The story behind my transformation and my dreams.
Often people ask me, "what happened that made you go to this extreme"? The truth is - nothing, really. I was just born with a creative mind and a big confidence in myself. I always knew I could do exactly what I wanted in life. I just didn't know what that was.
I grew up with my mom, dad, and bigger sister in a small but beautiful town in Sweden. We didn't travel to foreign countries too much; instead my mom and dad made sure to surround us with other things: nature, pets, horses, boats, camping life, winter sports, vehicles of every kind, and a beautiful home. I can honestly say I have been fortunate to try more things than most people get to try growing up. Someone once said to me "you've tried everything, and you're good at everything you do, but there's nothing you stick to and become great at.". That was so true. I had not yet found what I wanted to build my life around. Or actually i had i just was not able to implement it because I did not know in what end to start.
Growing up I always felt a bit like the ugly duckling--not because I disliked my body, but because I didn't feel like I fit in with my surroundings. Since i was 4 years old i knewsome where in the back of my head i wanted to be a mix between an artist, actor, model, dancer and comedian. I always loved being on stage and i love making people happy and laugh. You now may think I was the loud girl in school, but i was not, i was actually quite the opposite. Around other people i have always been shy and a bit withdrawn. How ever do not mistake my shyness for lack of confidences, I always knew i could go to the moon if i wanted to. But i did not interest me, nothing where i was suppose to have a teacher, judges or follow rules, have never interested me. There are followers and there are leaders. Then there is the people who just walk were their inspiration takes them, and that have always been me.

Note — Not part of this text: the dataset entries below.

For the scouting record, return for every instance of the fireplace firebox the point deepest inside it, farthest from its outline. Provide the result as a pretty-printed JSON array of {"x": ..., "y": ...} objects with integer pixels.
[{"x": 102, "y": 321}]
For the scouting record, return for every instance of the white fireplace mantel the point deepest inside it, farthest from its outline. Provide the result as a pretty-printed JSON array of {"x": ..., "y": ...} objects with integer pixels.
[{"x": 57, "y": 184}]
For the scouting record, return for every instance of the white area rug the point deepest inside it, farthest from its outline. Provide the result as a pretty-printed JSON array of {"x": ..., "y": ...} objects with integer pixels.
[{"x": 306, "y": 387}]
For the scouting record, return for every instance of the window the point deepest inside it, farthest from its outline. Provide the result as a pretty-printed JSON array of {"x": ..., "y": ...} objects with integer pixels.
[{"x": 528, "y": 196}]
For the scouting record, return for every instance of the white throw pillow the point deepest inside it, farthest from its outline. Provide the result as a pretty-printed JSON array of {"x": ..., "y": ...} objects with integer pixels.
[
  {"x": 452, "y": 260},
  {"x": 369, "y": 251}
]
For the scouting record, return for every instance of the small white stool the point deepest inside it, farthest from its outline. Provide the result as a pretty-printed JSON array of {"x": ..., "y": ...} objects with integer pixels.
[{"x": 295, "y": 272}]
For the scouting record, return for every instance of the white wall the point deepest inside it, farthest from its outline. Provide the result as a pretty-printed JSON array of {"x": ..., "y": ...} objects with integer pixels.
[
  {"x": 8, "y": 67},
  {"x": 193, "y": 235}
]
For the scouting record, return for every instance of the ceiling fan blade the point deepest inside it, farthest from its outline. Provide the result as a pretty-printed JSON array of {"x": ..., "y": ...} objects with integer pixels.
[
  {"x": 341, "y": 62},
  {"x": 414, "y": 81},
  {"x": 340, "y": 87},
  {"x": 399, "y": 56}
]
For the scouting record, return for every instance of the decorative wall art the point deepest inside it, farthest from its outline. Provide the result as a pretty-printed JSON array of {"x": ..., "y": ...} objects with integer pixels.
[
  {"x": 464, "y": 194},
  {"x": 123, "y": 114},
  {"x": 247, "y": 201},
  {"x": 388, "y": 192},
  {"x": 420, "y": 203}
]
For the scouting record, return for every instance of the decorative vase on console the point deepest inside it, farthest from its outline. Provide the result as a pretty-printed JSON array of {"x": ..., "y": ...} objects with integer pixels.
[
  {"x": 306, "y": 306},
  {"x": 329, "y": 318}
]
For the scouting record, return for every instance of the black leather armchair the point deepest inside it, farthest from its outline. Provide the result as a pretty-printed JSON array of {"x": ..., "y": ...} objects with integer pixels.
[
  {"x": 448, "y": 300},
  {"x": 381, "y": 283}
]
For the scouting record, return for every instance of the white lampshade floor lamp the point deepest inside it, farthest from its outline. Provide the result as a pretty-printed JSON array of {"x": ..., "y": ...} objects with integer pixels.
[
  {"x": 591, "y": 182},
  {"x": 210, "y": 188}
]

My small town i come from have never been big enough for me, my passion and creativity found no purpose here. I always knew i wanted to be somewhere else where my dreams could come true. The more i adapted to the life in my hometown the unhappier and more lost i got. The anxiety and frustration was building up over years and made me heavily depressed. I tried all different kinds of sports, projects and jobs but everything felt like killing time. To not feed the trolls all to much lets say lets say i learned that you are never as strong as when we are at our weakest point. When you feel like you have nothing to lose that when you fully embrace change.